Выбрать главу

3. Математическая лингвистика должна быть строгой логической дисциплиной, как того и требует математика. Но язык не есть чистая логика. Он есть практическое мышление, извлекающее из объективной действительности те моменты, которые необходимы для общения людей, и те моменты из чистой логики, которые в результате сложнейшей модификации могут стать орудием разумного общения; поэтому логически даваемое определение любой языковой категории и любого языкового правила всегда и обязательно содержит массу всякого рода «исключений» и натыкается на массу всякого рода языковых неожиданностей. Но все эти исключения и неожиданности как раз и являются закономерным результатом человеческого общения, которые нужно формализовать отдельно; да еще неизвестно, можно ли их формализовать, если вся их сущность часто только и заключается в неожиданности и никакому обобщению не поддающейся единичности. Поэтому самая элементарная и школьная грамматика любого языка, со всеми своими неуклюжими правилами и исключениями, гораздо ближе к естественным языкам, чем самая тонкая математическая лингвистика.

4. Что касается практического построения внесмысловой лингвистики, то, отбрасывая все традиционное языкознание и тем самым лишая себя возможности дать существенное определение той или другой языковой категории или языкового правила, она необходимым образом дает десятки и сотни всякого рода определений, которые для языка несущественны и которые возникают не на основании изучения естественных языков, но на основании некритического сопоставления их категорий или правил, или их принципов и законов с разными соседними, несущественными для языка областями. Поэтому внесмысловая лингвистика либо вовсе не дает никаких определений, либо эти определения слишком широки или узки, либо формулируются они на основании всякого рода смежных, побочных и даже случайных сопоставлений. Невозможно, например, добиться точного определения языковой модели. Этих определений дается огромное множество, и как объединить их с языковыми явлениями естественных языков большею частью остается неизвестным. Однако этому обстоятельству нечего и удивляться, потому что, если игнорируется коммуникативная специфика языковой области, то всякое определение из этой области по необходимости оказывается и несущественным и случайным. Такие, например, категории, как «множество», «класс», «разбиение множества», «подмножество», «эквивалентность», «функция» и т.д. и т.д., имеют в математике строго определенное значение. Если же применять эти категории к языку без учета его специфики, они получают очень смутное, противоречивое и неопределенное значение, так как непосредственное применение их к языку, понимаемому внесмысловым образом, на каждом шагу наталкивается на непреодолимые трудности. Как, например, определить фонему, если игнорировать всю артикуляционную область звукообразования, всю физически-физиологически-психологически-социальную область звука, всю его акустическую природу. Приходится делать разного рода случайные заимствования из естественной фонетики языков либо прямо исключать фонологию из области языкознания.

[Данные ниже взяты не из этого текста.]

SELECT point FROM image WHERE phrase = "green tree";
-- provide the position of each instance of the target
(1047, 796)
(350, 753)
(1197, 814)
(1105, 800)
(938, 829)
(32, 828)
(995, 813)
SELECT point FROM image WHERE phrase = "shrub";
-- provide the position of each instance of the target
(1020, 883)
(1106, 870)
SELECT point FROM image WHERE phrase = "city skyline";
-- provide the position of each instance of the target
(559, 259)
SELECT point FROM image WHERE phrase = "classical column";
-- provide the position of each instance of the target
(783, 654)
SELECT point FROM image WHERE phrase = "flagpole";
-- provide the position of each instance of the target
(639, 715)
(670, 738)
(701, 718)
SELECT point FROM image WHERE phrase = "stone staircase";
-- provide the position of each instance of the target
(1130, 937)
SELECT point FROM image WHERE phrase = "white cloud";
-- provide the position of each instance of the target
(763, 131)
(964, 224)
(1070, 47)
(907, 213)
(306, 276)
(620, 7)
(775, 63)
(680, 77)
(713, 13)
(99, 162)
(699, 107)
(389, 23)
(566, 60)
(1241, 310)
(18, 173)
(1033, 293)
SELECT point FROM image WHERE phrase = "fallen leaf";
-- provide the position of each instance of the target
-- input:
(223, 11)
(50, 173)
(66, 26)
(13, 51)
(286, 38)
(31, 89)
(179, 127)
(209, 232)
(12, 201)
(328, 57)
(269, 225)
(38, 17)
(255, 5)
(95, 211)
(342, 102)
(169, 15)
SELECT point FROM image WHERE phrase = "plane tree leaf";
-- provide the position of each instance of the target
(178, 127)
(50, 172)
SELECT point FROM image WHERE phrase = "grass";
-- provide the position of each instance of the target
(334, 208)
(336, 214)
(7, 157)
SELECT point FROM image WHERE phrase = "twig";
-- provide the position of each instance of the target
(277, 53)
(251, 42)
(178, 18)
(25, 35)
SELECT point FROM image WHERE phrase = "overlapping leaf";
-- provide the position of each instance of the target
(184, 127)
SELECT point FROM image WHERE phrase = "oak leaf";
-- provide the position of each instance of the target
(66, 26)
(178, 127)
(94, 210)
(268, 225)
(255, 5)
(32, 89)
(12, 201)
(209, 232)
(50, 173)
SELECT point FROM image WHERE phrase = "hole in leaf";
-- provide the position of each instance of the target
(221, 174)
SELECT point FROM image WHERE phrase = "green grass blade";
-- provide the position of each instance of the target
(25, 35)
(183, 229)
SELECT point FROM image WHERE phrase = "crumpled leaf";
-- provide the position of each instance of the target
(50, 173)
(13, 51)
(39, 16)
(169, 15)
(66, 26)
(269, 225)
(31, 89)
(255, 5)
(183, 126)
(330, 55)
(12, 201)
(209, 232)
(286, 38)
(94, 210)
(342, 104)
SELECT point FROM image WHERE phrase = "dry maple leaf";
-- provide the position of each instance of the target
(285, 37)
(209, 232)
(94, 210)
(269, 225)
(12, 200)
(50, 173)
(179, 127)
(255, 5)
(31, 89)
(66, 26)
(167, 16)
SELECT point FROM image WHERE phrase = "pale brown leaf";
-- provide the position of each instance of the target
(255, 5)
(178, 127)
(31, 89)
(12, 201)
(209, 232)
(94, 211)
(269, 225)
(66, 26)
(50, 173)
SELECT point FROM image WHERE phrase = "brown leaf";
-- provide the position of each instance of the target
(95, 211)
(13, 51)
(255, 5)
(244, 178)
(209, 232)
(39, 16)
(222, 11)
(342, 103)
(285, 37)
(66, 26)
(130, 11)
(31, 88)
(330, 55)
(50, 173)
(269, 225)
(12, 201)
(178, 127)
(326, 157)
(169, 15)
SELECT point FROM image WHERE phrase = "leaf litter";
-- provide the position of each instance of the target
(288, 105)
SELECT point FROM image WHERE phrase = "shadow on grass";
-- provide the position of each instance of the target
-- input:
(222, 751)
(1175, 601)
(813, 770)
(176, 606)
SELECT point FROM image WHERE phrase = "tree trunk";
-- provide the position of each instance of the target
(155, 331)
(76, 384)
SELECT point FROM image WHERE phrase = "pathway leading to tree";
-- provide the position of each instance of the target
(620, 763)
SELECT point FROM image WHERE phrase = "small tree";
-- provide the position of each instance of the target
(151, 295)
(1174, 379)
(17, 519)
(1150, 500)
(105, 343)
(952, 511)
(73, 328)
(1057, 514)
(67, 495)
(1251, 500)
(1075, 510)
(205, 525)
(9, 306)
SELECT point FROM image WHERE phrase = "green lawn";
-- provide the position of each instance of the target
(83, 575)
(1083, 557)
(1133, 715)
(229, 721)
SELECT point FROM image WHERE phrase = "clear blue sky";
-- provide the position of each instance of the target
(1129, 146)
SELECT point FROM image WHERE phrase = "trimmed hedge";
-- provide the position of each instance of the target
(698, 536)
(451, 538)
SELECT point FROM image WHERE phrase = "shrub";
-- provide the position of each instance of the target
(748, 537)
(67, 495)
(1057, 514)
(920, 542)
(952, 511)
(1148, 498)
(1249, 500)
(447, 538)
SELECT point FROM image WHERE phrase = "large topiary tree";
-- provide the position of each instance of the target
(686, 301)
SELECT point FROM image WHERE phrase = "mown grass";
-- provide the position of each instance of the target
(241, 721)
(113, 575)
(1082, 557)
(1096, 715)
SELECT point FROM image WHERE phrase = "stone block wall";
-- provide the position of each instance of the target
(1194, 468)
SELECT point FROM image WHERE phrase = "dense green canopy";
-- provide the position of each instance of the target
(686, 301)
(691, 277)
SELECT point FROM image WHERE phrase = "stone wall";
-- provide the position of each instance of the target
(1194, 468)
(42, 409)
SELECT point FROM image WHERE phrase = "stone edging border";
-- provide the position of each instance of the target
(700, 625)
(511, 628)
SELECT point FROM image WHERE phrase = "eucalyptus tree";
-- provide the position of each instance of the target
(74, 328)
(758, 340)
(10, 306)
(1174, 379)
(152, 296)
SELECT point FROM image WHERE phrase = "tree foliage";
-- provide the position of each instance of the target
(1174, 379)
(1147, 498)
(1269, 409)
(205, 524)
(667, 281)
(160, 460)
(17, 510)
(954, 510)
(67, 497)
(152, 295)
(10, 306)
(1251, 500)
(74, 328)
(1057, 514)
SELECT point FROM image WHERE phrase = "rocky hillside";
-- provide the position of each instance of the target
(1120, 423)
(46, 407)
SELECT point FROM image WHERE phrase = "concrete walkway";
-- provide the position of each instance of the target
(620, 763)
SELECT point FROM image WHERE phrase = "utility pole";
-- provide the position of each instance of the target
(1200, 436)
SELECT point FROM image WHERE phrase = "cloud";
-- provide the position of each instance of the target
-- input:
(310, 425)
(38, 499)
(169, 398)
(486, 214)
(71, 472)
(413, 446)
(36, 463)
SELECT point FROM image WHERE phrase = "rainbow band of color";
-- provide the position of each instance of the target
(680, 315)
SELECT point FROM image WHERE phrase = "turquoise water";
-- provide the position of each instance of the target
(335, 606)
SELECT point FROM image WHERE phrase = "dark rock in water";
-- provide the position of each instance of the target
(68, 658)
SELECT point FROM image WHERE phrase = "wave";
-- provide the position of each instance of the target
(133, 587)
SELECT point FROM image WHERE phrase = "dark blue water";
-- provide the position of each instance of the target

5. Опора исключительно на одну математику ведет к недопустимому игнорированию огромного количества тех структурно-языковых наблюдений, которые мы находим у старых лингвистов, несмотря на неприемлемость для нас их методов, например, у Ф.Ф. Фортунатова, И.А. Бодуэна де Куртенэ, Л.В. Щербы, А.М. Пешковского и мн. др. Особенно тяжелое впечатление производит игнорирование замечательных трудов В.В. Виноградова, который, стоя на позициях критически перестроенного традиционного языкознания, всегда делал в своих трудах массу всякого рода структурно-модельных наблюдений, но делал их так, что все эти структуры и модели органически вырастали у него из тщательного изучения именно естественного языка. Такое отгораживание от традиционного языкознания и такое пренебрежительное к нему отношение могло вести и фактически ведет только к неимоверному хаосу языковых наблюдений, в которых весьма трудно разобраться языковедам, да едва ли и стоит разбираться.

6. Наконец, релятивизм и субъективизм зарубежной математической лингвистики тяжелым грузом лег также и на многие советские работы из этой области. Желая свести лингвистику к небольшому количеству самых общих категорий и аксиом, говорят об «отборе» или «наборе» тех или других аксиом для языкового построения, говорят об их «фикциях» или внесмысловом функционировании. Получается такое впечатление, что аксиому, лежащую в основе языкознания, каждый исследователь может по собственному произволу отбирать, выбирать, комбинировать и интерпретировать. В предельном отрыве от естественных языков и грамматик это является законченной системой релятивистского и субъективного идеализма, опровергать который не входит в задачи настоящего раздела. Можно только порадоваться, что ввиду хаотичности внесмысловых языковых построений это не доходит до законченной системы мировоззрения и остается только в виде не продуманных до конца тенденций, то более, то менее интенсивных.